La Strada has been devised by the company with director Cookson’s long-time collaborators Benji Bower and Katie Sykes concentrating on music and design respectively and “writer in the room” Mike Akers in charge of turning thoughts and ideas into a workable script. Describing the process, Cookson says: “We set out on the journey knowing where we are coming from and where we want to get to, but without knowing the route”.
It’s a system that works well, as anyone who’s seen previous Cookson shows such as Jane Eyre, Sleeping Beauty and Treasure Island at Bristol Old Vic and Cinderella: a Fairytale and One Hundred and One Dalmatians at Tobacco Factory Theatres will know.
The story is kept simple, with elements of humour, a fair amount of pathos, a beautiful original score (played on stage by a very talented ensemble), and a smattering of circus skills (there’s a fantastic unicycle routine in Act Two). And it’s perfectly cast, with Audrey Brisson (who was also fabulous in The Flying Lovers of Vitebsk and The Grinning Man last year) as Gelsomina; Stuart Godwin as Zampano; and Bart Soroczynski as Il Matto (the fool).

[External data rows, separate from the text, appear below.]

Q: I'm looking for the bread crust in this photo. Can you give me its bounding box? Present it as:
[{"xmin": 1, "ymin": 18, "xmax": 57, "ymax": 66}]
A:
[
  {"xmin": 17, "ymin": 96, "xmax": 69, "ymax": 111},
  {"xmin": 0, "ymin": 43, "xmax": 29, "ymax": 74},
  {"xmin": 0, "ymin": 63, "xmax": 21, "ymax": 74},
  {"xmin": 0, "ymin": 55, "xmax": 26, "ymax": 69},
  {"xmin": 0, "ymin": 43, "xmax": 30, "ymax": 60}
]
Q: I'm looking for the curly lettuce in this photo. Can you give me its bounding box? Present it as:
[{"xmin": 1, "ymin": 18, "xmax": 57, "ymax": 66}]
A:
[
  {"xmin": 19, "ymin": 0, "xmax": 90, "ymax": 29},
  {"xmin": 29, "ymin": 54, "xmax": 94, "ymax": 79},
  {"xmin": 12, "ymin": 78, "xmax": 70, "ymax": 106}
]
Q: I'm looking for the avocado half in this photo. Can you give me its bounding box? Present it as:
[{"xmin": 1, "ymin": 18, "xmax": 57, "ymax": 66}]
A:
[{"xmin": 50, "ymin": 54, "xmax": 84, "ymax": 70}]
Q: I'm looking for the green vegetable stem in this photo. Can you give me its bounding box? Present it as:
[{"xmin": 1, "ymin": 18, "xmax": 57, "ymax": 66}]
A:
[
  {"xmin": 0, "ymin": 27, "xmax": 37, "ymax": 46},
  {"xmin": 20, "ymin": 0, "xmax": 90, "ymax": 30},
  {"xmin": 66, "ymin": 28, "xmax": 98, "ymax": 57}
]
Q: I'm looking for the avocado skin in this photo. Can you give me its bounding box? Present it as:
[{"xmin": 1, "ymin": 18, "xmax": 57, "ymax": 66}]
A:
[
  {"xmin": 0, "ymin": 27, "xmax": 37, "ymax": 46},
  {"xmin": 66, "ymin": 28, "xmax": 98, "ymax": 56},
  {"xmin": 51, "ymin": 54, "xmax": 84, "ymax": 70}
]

Zampano does not treat Gelsomina well, he’s bad-tempered and abusive, beating her regularly and often abandoning her in less than salubrious places while he spends the night in the company of less than salubrious women. He breaks her spirit. And yet, I can’t completely dislike him, there’s something about Godwin’s portrayal of the character that reveals a vulnerability and you realise that he needs her, undoubtedly more than she needs him.
It’s a relatively short show, around two hours including an interval, and an easy watch although there is plenty to provoke thoughts should you be in a more reflective mood. It’s good, really good... Sally Cookson’s shows always are.